The Future Depends on Vaccine Confidence
So far, the U.S. has been unable to mitigate the catastrophic effects of the pandemic through social distancing, testing, and contact tracing. President Trump has downplayed the effects and threat of the virus, censored experts and scientists, given up on containing the spread, and mobilized his base to protest masks. The Trump Administration failed to devise a national plan, so our national plan has defaulted to hoping for the "miracle" of a vaccine. And they are "something of a miracle," Pinker says, describing vaccines as "the most benevolent invention in the history of our species." In record-breaking time, three vaccines have arrived. But their impact will be weakened unless we achieve mass vaccination. As Brunson notes, "The technology isn't the fix; it's people taking the technology."
Significant challenges remain, including facilitating widespread access and supporting on-the-ground efforts to allay concerns and build trust with specific populations with historic reasons for distrust, says Brunson. Baum predicts continuing delays as well as deaths from other causes that will be linked to the vaccine.

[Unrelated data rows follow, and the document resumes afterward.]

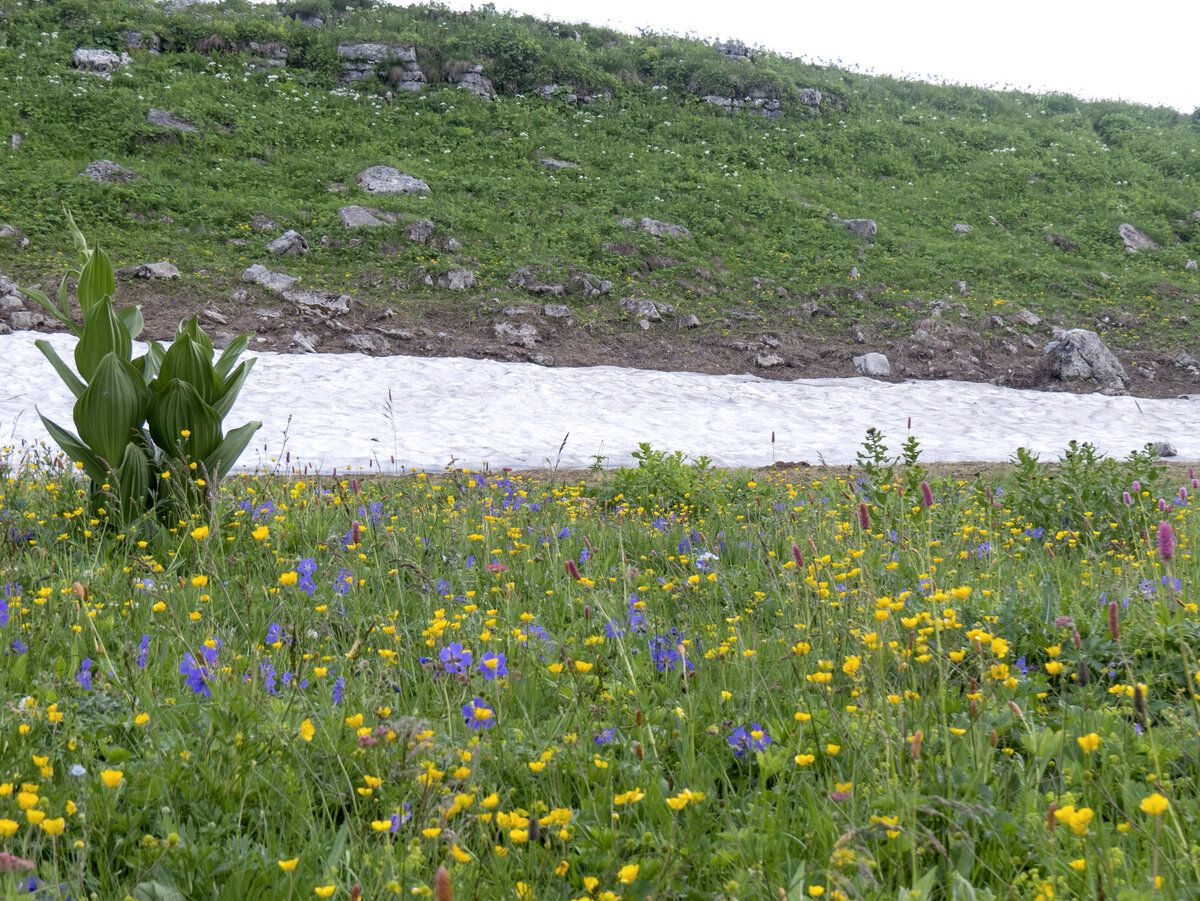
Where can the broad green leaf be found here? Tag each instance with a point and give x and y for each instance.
(66, 373)
(48, 306)
(96, 281)
(222, 460)
(113, 404)
(229, 355)
(132, 319)
(76, 449)
(178, 408)
(187, 361)
(232, 386)
(103, 334)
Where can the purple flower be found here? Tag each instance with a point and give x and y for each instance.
(753, 739)
(455, 659)
(479, 714)
(493, 666)
(84, 676)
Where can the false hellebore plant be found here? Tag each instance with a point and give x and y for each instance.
(149, 427)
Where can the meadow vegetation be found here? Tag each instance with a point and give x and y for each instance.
(756, 194)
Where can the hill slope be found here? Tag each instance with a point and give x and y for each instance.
(985, 204)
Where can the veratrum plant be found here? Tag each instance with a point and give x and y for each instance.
(149, 428)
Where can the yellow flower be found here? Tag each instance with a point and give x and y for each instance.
(1156, 805)
(54, 827)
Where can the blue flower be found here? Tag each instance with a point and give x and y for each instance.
(455, 659)
(479, 714)
(493, 666)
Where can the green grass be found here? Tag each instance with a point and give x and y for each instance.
(757, 196)
(924, 676)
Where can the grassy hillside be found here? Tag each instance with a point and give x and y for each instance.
(1044, 181)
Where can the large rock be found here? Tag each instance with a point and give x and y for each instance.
(457, 280)
(99, 62)
(1079, 354)
(108, 170)
(167, 120)
(277, 282)
(663, 228)
(291, 241)
(863, 228)
(874, 365)
(387, 180)
(365, 217)
(1134, 239)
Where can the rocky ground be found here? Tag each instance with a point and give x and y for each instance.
(805, 341)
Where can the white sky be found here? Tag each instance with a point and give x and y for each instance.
(1091, 48)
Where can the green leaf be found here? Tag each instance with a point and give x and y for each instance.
(103, 334)
(232, 388)
(113, 404)
(187, 361)
(49, 307)
(132, 319)
(76, 449)
(96, 282)
(179, 408)
(222, 460)
(229, 355)
(65, 372)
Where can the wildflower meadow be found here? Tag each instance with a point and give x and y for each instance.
(785, 684)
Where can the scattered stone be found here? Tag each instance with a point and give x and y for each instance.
(150, 270)
(291, 241)
(810, 97)
(1134, 239)
(419, 232)
(473, 80)
(23, 320)
(1027, 318)
(277, 282)
(373, 344)
(306, 343)
(522, 334)
(1079, 354)
(99, 62)
(457, 280)
(166, 120)
(863, 228)
(387, 180)
(108, 170)
(874, 365)
(365, 217)
(321, 304)
(642, 308)
(663, 228)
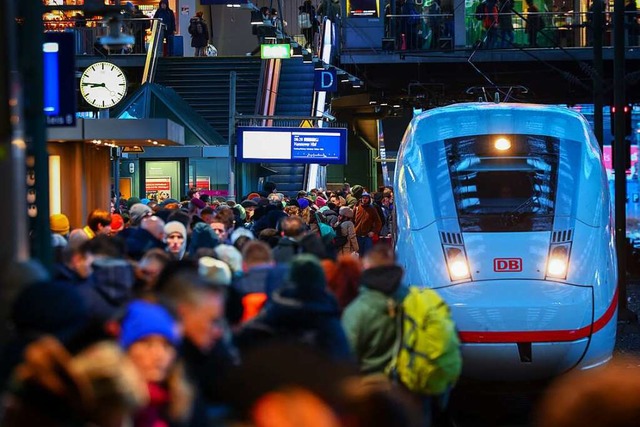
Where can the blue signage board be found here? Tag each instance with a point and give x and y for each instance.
(292, 145)
(223, 2)
(326, 80)
(58, 52)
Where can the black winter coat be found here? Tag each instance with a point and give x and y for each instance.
(313, 321)
(199, 31)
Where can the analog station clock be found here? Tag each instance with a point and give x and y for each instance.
(103, 85)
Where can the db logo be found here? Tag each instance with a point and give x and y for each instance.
(507, 264)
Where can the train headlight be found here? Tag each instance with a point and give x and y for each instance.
(457, 264)
(558, 262)
(502, 144)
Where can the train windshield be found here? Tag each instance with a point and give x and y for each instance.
(504, 182)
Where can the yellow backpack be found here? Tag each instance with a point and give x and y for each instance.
(427, 358)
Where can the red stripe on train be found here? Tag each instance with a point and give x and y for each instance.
(490, 337)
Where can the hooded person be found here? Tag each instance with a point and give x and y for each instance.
(117, 223)
(176, 239)
(355, 195)
(150, 337)
(137, 212)
(367, 223)
(59, 224)
(369, 315)
(202, 237)
(302, 311)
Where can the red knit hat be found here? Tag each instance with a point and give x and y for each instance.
(117, 223)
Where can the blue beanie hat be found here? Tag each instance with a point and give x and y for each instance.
(144, 319)
(303, 203)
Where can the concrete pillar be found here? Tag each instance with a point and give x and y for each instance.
(186, 9)
(460, 31)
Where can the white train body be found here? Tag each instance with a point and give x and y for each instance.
(505, 210)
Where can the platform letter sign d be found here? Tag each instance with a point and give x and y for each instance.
(326, 80)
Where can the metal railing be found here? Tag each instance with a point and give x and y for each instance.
(88, 34)
(512, 30)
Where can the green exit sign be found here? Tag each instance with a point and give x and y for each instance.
(275, 51)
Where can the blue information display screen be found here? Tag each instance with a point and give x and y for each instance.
(292, 145)
(317, 146)
(58, 52)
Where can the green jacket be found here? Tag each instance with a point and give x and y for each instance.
(370, 322)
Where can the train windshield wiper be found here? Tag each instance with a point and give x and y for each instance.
(515, 216)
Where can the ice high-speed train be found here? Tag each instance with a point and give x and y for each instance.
(504, 209)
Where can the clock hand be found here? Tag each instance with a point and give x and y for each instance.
(93, 84)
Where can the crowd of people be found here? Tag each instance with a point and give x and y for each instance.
(210, 312)
(276, 311)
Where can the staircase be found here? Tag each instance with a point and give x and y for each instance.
(295, 98)
(204, 83)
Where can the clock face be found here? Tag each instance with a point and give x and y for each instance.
(103, 85)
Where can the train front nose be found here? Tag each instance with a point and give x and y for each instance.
(517, 329)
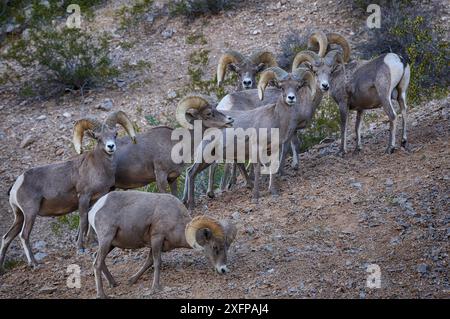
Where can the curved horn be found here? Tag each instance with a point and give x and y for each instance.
(304, 56)
(190, 102)
(265, 57)
(78, 131)
(227, 58)
(342, 42)
(121, 118)
(201, 222)
(334, 56)
(268, 75)
(306, 75)
(318, 39)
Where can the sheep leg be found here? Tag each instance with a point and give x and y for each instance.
(156, 252)
(161, 180)
(83, 208)
(295, 147)
(174, 187)
(389, 109)
(12, 233)
(343, 111)
(29, 218)
(99, 264)
(248, 180)
(359, 114)
(402, 102)
(211, 174)
(225, 176)
(148, 263)
(232, 180)
(257, 171)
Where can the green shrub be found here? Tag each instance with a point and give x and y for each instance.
(413, 31)
(192, 9)
(325, 124)
(69, 57)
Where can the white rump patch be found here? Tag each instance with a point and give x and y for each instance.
(395, 67)
(225, 104)
(13, 194)
(97, 206)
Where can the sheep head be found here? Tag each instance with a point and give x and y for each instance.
(200, 107)
(289, 83)
(104, 133)
(213, 238)
(245, 68)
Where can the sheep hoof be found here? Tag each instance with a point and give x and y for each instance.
(390, 149)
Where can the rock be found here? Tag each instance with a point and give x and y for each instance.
(39, 245)
(27, 141)
(422, 268)
(40, 255)
(167, 33)
(356, 185)
(48, 290)
(389, 182)
(106, 105)
(171, 94)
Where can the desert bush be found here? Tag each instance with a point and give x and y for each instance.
(411, 30)
(292, 43)
(70, 58)
(192, 9)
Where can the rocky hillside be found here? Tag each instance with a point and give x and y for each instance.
(335, 216)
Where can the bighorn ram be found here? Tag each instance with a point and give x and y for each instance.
(245, 67)
(294, 102)
(150, 159)
(133, 219)
(59, 189)
(361, 85)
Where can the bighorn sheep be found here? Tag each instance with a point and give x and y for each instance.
(61, 188)
(133, 219)
(245, 67)
(294, 102)
(361, 85)
(150, 159)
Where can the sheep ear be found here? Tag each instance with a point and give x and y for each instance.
(203, 236)
(260, 67)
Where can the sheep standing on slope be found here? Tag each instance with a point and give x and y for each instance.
(59, 189)
(362, 85)
(133, 219)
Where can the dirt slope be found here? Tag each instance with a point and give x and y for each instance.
(334, 217)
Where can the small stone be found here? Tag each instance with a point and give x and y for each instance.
(167, 33)
(171, 94)
(40, 255)
(356, 185)
(422, 268)
(27, 141)
(48, 290)
(106, 105)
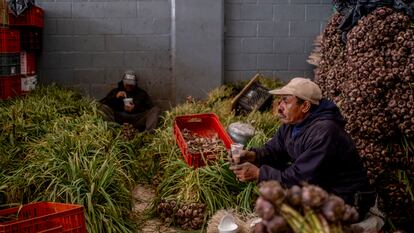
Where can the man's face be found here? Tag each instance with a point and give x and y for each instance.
(129, 87)
(289, 111)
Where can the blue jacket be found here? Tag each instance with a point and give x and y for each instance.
(318, 151)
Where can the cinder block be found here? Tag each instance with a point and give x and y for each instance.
(108, 59)
(256, 12)
(232, 11)
(241, 28)
(284, 13)
(248, 75)
(57, 43)
(56, 9)
(121, 43)
(241, 1)
(50, 26)
(76, 60)
(298, 62)
(234, 62)
(162, 26)
(88, 43)
(154, 9)
(72, 26)
(318, 12)
(274, 1)
(88, 76)
(49, 60)
(99, 91)
(137, 26)
(286, 75)
(120, 9)
(232, 76)
(304, 29)
(232, 45)
(257, 45)
(304, 1)
(147, 60)
(272, 29)
(273, 62)
(101, 26)
(62, 77)
(156, 42)
(88, 10)
(289, 45)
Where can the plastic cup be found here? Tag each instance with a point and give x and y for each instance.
(128, 101)
(236, 149)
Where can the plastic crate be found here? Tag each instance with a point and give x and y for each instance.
(28, 63)
(10, 87)
(9, 40)
(205, 125)
(33, 17)
(31, 39)
(28, 83)
(253, 96)
(44, 217)
(9, 64)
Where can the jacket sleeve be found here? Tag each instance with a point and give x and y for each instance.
(113, 102)
(273, 153)
(318, 145)
(142, 101)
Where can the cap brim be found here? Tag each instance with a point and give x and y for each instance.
(281, 91)
(129, 82)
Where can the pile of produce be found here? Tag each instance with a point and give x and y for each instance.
(214, 186)
(375, 93)
(198, 144)
(55, 147)
(306, 209)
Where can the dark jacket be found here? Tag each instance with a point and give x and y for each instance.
(142, 101)
(317, 150)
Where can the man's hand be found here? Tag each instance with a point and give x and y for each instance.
(247, 156)
(246, 172)
(129, 107)
(121, 94)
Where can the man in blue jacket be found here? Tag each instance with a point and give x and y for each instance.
(310, 146)
(140, 112)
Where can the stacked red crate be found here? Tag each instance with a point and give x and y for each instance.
(10, 79)
(30, 25)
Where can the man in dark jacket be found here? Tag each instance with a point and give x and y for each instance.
(312, 146)
(139, 111)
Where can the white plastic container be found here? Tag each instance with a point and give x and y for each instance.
(227, 224)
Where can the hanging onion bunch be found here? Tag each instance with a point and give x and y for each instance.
(371, 78)
(301, 209)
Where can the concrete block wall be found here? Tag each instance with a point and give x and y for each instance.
(88, 45)
(273, 37)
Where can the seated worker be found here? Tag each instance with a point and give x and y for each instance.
(310, 146)
(141, 112)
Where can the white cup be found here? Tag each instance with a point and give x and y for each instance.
(236, 149)
(128, 101)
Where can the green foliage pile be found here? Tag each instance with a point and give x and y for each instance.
(55, 147)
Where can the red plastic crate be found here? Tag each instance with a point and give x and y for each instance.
(31, 39)
(205, 125)
(45, 217)
(33, 17)
(9, 40)
(10, 86)
(27, 63)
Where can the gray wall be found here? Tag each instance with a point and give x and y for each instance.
(176, 46)
(273, 37)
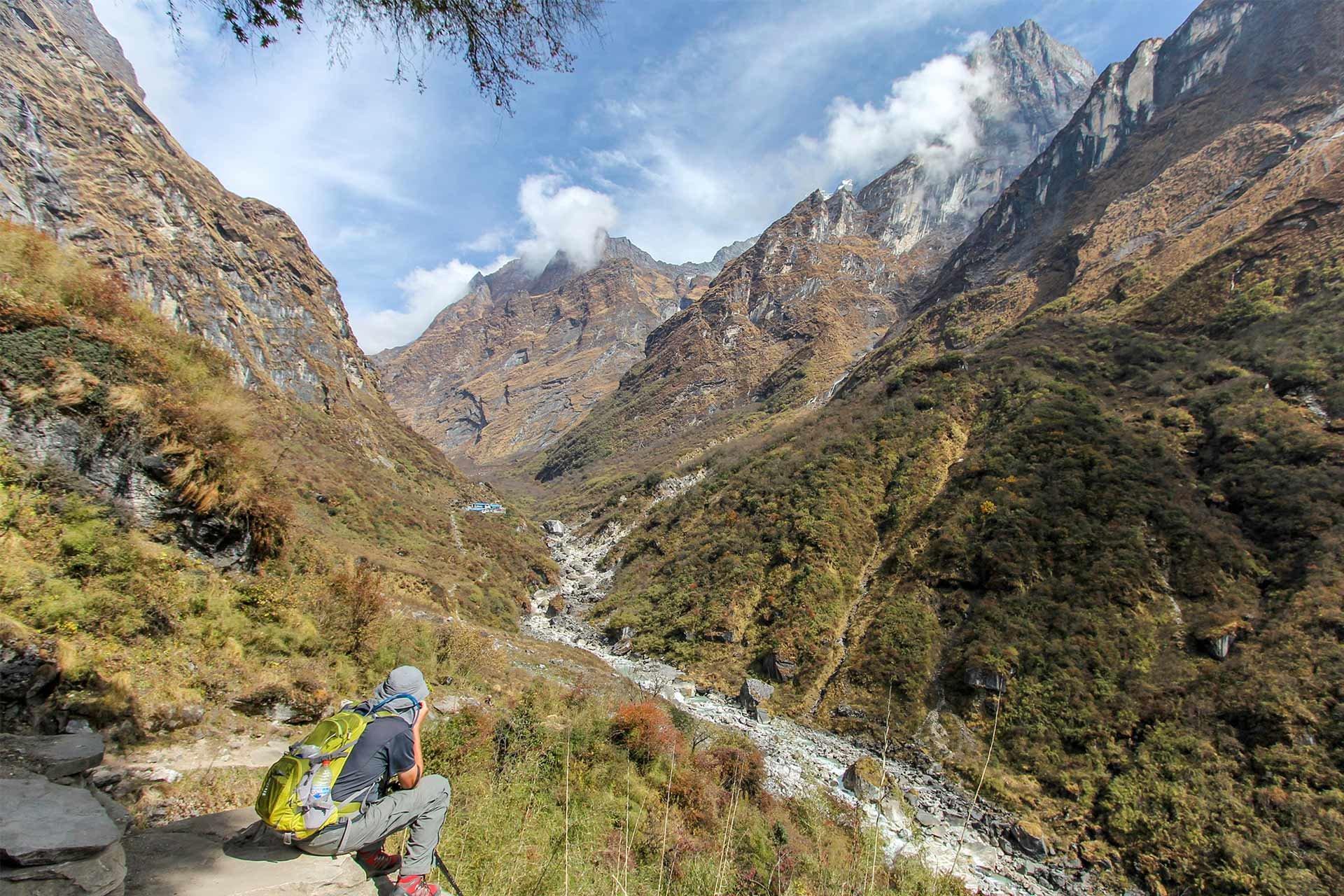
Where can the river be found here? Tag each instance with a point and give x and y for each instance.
(924, 820)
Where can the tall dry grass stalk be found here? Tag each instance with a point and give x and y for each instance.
(667, 813)
(882, 789)
(974, 799)
(569, 738)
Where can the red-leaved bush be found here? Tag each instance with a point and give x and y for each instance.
(647, 731)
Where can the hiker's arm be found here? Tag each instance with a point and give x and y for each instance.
(412, 776)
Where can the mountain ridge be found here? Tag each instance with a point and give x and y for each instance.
(521, 359)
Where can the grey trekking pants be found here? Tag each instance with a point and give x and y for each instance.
(421, 809)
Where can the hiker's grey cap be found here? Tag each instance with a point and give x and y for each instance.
(402, 680)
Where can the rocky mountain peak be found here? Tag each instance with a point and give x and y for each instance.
(815, 293)
(1226, 64)
(78, 20)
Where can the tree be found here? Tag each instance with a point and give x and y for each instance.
(500, 41)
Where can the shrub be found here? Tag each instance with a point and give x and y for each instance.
(647, 731)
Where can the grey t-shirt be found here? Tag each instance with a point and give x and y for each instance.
(385, 750)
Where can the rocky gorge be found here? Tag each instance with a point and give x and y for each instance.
(916, 808)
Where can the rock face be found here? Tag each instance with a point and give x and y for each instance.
(784, 323)
(753, 695)
(986, 680)
(1218, 130)
(83, 159)
(864, 780)
(118, 466)
(523, 356)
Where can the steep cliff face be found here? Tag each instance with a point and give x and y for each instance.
(784, 323)
(83, 159)
(519, 360)
(1211, 149)
(1084, 504)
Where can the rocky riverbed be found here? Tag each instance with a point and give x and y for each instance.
(921, 812)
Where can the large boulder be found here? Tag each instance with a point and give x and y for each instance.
(986, 680)
(864, 778)
(54, 757)
(755, 692)
(99, 875)
(230, 855)
(780, 666)
(1031, 840)
(1219, 647)
(45, 824)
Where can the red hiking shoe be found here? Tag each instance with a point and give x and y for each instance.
(378, 862)
(417, 886)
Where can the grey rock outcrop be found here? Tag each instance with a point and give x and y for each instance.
(986, 680)
(99, 875)
(46, 824)
(120, 468)
(753, 695)
(27, 678)
(55, 757)
(83, 159)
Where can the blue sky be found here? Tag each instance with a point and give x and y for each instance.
(687, 124)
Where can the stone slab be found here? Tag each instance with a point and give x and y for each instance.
(43, 824)
(229, 855)
(99, 875)
(54, 757)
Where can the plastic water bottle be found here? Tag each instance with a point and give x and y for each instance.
(321, 790)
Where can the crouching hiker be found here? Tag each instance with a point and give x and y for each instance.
(358, 778)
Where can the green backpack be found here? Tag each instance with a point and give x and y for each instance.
(286, 802)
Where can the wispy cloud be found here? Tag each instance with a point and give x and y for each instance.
(425, 293)
(562, 218)
(932, 112)
(708, 144)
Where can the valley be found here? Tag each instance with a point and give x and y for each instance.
(974, 530)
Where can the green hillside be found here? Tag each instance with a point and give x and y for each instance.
(1082, 504)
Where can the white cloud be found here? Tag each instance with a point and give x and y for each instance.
(491, 241)
(932, 112)
(708, 141)
(568, 218)
(425, 293)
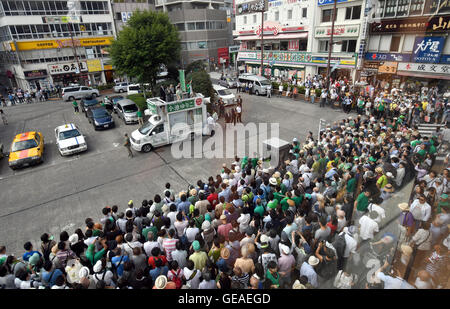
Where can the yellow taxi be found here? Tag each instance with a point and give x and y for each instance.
(26, 149)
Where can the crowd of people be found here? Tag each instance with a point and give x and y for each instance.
(300, 225)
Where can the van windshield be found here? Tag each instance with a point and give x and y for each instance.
(147, 127)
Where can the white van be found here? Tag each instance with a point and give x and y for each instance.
(224, 93)
(260, 83)
(133, 89)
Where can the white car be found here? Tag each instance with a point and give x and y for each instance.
(224, 93)
(69, 139)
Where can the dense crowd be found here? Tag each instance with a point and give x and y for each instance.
(299, 225)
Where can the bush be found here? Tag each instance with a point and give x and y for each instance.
(140, 100)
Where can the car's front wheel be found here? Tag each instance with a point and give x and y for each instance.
(147, 148)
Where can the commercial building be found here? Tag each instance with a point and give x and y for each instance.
(287, 44)
(55, 42)
(408, 43)
(203, 28)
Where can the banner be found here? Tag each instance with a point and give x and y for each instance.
(63, 43)
(182, 80)
(428, 49)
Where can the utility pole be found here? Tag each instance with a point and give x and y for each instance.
(330, 45)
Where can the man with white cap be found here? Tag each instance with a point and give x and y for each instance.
(308, 270)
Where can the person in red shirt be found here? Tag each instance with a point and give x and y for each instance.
(156, 255)
(213, 198)
(225, 228)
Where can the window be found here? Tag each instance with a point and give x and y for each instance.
(416, 7)
(353, 12)
(326, 15)
(349, 46)
(395, 43)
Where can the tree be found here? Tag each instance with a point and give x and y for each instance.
(148, 41)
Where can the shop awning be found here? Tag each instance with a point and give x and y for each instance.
(433, 76)
(281, 36)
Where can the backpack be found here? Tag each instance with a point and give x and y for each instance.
(339, 244)
(176, 279)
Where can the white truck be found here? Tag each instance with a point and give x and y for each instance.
(172, 122)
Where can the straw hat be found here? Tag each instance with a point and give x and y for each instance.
(161, 282)
(403, 206)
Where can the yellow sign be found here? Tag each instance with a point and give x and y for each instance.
(63, 43)
(94, 65)
(388, 67)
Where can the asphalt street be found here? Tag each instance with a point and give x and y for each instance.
(60, 193)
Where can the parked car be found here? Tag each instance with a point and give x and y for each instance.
(227, 82)
(69, 139)
(121, 87)
(100, 118)
(133, 89)
(127, 110)
(87, 103)
(224, 93)
(78, 92)
(26, 149)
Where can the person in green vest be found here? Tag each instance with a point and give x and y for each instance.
(75, 106)
(361, 204)
(272, 275)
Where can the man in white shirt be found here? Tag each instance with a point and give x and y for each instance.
(420, 209)
(368, 226)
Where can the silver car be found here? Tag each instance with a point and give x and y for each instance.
(127, 110)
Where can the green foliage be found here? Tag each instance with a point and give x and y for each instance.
(201, 82)
(139, 99)
(196, 66)
(148, 40)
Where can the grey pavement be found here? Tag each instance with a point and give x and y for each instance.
(60, 193)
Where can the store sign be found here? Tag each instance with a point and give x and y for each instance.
(339, 31)
(425, 67)
(71, 67)
(94, 65)
(388, 57)
(325, 2)
(252, 7)
(48, 44)
(35, 73)
(388, 67)
(412, 25)
(428, 49)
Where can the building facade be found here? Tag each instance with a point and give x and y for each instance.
(408, 43)
(287, 43)
(55, 42)
(203, 28)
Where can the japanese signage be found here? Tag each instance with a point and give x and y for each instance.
(343, 30)
(412, 25)
(425, 67)
(48, 44)
(35, 73)
(251, 7)
(428, 49)
(325, 2)
(179, 106)
(94, 65)
(71, 67)
(388, 67)
(388, 57)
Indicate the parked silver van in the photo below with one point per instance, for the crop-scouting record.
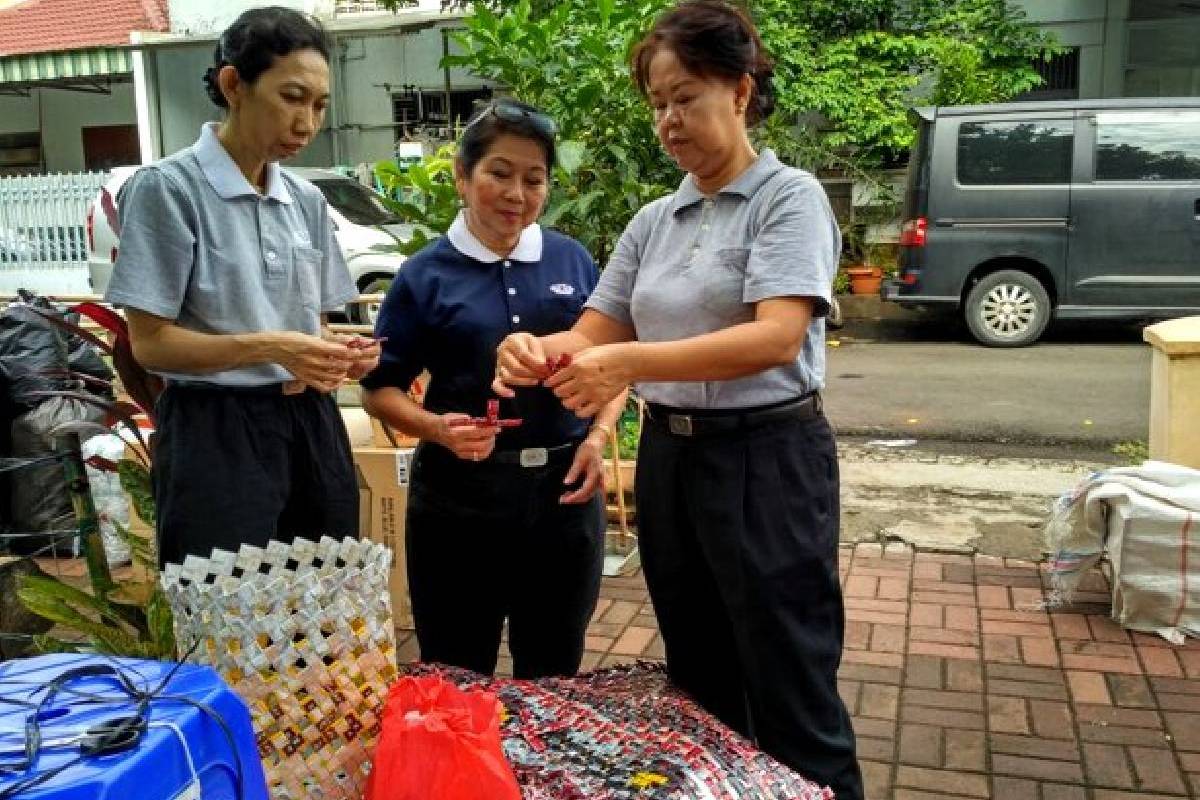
(1020, 212)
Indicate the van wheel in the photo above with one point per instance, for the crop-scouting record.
(1007, 308)
(369, 312)
(834, 319)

Still, there's every reason for hope. The new administration "has its eyes wide open to these challenges. These are the kind of problems that are amenable to policy solutions if we have the will," Baum says. He forecasts widespread vaccination by late summer and a bounce back from the economic damage, a "Good News Story" that will bolster vaccine acceptance in the future. And Pinker reminds us that science, medicine, and public health have greatly extended our lives in the last few decades, a trend that can only continue if we're willing to roll up our sleeves.